Her work inspired others in her village to undertake similar tree planting projects to control the sand. Her once-barren farm is now an ecological tourism center, hosting visitors from different walks of life to come and observe. Even before Yin initiated her project, in 1978, China launched anti-desertification efforts in an attempt to combat desert areas of Northern China. Data according to the State Forestry Administration shows that the forest stratification has grown from 5.05% in 1977 to 12.4% in 2012 Many have attributed feats like this to Yin Yuzhen, who looks to expand her legacy onward and hopes to draw out economic opportunities from previously desolate land by harvesting mass amounts of economic crops.

== Mentorship ==
In 2014, American Donald Ashton Jones visited Yin and joined in her tree planting efforts. He learned to plant trees and worked alongside Yin to plant over 50 trees per day. Over 10 years, he planted over 2,000 trees in the desert. In 1999, American Ronald Sakolsky donated $5,000 anonymously to plant trees. Yin re-established contact with him in 2026 after an extensive search. She stated that she had never seen that much money, and that with it she had purchased many saplings which have since grown into 50,000 trees. Similarly, a South Korean family donates money to the project and visits annually.

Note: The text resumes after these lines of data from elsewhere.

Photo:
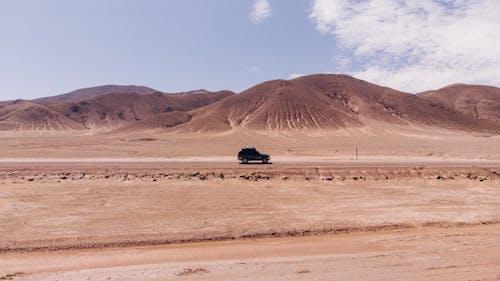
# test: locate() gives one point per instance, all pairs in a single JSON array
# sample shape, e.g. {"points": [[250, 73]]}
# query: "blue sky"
{"points": [[51, 47]]}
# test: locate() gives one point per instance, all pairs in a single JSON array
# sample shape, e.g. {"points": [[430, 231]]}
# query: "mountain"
{"points": [[29, 116], [117, 110], [473, 100], [89, 93], [327, 101]]}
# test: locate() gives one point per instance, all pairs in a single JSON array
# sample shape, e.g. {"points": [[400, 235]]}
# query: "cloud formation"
{"points": [[414, 45], [261, 11]]}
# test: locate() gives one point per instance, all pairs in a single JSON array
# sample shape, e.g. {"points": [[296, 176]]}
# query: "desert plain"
{"points": [[162, 206], [365, 183]]}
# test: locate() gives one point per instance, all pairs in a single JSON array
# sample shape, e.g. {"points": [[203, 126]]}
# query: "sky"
{"points": [[52, 47]]}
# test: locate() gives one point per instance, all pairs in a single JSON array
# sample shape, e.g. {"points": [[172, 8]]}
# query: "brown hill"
{"points": [[92, 92], [326, 102], [473, 100], [116, 110], [28, 116]]}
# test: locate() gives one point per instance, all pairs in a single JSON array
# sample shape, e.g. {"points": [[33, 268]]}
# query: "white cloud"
{"points": [[415, 45], [253, 68], [295, 75], [261, 11]]}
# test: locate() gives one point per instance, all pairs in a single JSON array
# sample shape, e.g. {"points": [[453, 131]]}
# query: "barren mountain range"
{"points": [[316, 102]]}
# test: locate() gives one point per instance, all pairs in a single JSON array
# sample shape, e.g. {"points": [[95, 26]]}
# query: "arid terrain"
{"points": [[366, 183]]}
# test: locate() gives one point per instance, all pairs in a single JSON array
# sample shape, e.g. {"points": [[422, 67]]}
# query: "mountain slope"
{"points": [[116, 110], [473, 100], [92, 92], [28, 116], [326, 102]]}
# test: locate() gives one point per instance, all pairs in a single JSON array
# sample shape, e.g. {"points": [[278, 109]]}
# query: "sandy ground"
{"points": [[292, 221], [383, 143], [464, 253]]}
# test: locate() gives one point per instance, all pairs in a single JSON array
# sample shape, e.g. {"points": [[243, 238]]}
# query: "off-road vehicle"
{"points": [[251, 154]]}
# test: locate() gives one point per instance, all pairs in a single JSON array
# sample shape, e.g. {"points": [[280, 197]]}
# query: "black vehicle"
{"points": [[251, 154]]}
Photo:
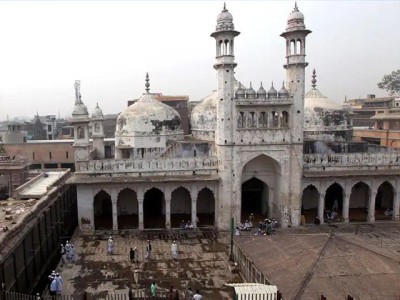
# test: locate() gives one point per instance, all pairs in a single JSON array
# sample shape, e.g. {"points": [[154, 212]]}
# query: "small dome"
{"points": [[251, 93], [272, 93], [97, 113], [283, 92], [261, 91]]}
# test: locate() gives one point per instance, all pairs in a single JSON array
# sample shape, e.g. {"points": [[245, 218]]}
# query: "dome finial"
{"points": [[314, 81], [147, 85]]}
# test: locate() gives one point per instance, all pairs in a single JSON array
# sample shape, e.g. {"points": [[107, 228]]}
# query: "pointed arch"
{"points": [[102, 210], [154, 208], [359, 202], [309, 203], [127, 209], [181, 206], [205, 207]]}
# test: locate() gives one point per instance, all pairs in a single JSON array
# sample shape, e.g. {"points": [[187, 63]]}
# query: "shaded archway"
{"points": [[333, 201], [383, 201], [154, 209], [261, 181], [181, 207], [359, 200], [309, 203], [205, 208], [127, 209], [255, 194], [102, 208]]}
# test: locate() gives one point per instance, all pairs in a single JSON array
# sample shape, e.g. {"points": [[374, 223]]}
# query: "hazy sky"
{"points": [[108, 45]]}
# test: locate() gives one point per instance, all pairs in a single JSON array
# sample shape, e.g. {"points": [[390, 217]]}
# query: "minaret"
{"points": [[225, 64], [98, 131], [295, 36], [80, 120], [226, 116]]}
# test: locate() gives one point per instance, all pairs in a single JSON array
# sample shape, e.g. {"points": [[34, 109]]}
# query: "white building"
{"points": [[245, 155]]}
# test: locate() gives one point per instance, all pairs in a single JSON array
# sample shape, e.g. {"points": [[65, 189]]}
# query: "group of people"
{"points": [[55, 284], [186, 225], [68, 253]]}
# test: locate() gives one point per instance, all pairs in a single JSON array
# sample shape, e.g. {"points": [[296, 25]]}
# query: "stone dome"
{"points": [[97, 113], [203, 119], [325, 119], [147, 123]]}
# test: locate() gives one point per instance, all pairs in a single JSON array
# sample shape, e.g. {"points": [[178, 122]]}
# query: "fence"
{"points": [[131, 295]]}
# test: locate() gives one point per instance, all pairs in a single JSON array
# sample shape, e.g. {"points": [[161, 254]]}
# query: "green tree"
{"points": [[391, 83]]}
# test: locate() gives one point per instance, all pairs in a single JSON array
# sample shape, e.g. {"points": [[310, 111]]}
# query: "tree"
{"points": [[391, 83]]}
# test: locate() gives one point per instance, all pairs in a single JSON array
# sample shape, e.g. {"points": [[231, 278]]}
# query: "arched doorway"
{"points": [[154, 209], [359, 200], [261, 179], [309, 203], [255, 194], [384, 201], [102, 208], [205, 208], [181, 207], [127, 209], [333, 202]]}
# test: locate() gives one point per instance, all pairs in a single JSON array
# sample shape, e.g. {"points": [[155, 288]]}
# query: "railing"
{"points": [[351, 160], [129, 295], [148, 165]]}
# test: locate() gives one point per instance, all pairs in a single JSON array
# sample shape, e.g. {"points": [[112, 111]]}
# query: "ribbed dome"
{"points": [[97, 113]]}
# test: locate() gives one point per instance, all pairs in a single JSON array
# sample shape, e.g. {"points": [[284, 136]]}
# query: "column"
{"points": [[321, 207], [346, 205], [115, 215], [140, 203], [371, 205], [168, 211]]}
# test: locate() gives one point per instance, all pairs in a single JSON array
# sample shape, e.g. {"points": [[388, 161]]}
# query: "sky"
{"points": [[110, 45]]}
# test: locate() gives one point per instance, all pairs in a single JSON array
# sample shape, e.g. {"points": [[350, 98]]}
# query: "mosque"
{"points": [[279, 154]]}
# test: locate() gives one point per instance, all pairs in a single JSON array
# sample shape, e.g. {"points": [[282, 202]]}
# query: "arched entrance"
{"points": [[181, 207], [333, 202], [154, 209], [261, 178], [309, 203], [255, 194], [359, 199], [127, 209], [205, 208], [102, 208], [384, 201]]}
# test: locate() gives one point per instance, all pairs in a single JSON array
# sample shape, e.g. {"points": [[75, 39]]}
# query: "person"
{"points": [[110, 246], [132, 255], [174, 250], [59, 284], [197, 296], [53, 287], [153, 290], [63, 256], [189, 294], [73, 254], [67, 250], [148, 250], [136, 277]]}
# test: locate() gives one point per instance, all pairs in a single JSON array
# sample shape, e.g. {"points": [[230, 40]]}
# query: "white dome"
{"points": [[147, 117]]}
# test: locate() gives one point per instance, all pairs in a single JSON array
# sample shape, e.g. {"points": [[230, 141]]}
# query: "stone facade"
{"points": [[245, 155]]}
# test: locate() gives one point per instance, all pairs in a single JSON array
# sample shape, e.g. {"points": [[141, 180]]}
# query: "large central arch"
{"points": [[260, 188], [154, 209]]}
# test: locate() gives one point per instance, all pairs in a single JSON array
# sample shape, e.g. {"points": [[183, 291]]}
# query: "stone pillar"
{"points": [[371, 205], [168, 211], [140, 203], [321, 207], [346, 205], [115, 214]]}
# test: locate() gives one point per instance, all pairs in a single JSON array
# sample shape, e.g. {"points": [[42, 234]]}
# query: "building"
{"points": [[245, 154]]}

== Awards and recognition ==
Yin's afforestation efforts have been recognized by individuals such as Chinese Communist Party general secretary Xi Jinping, who, during the 2020 National People's Congress, described the actions of those such as Yin as a remarkable achievement and an overall improvement of the ecology in China. As well as being nominated for a Nobel Peace Prize by the Chinese Government, Yin has received over sixty awards on the Chinese mainland as well as abroad. In 2013 she was awarded the Somazzi Prize, awarded to those who exemplify efforts of astounding peace and achievement regarding human rights. Later in 2015, she was recognized by China and elected to be one of the Top 10 "Love Your Hometown" Figures of the Year.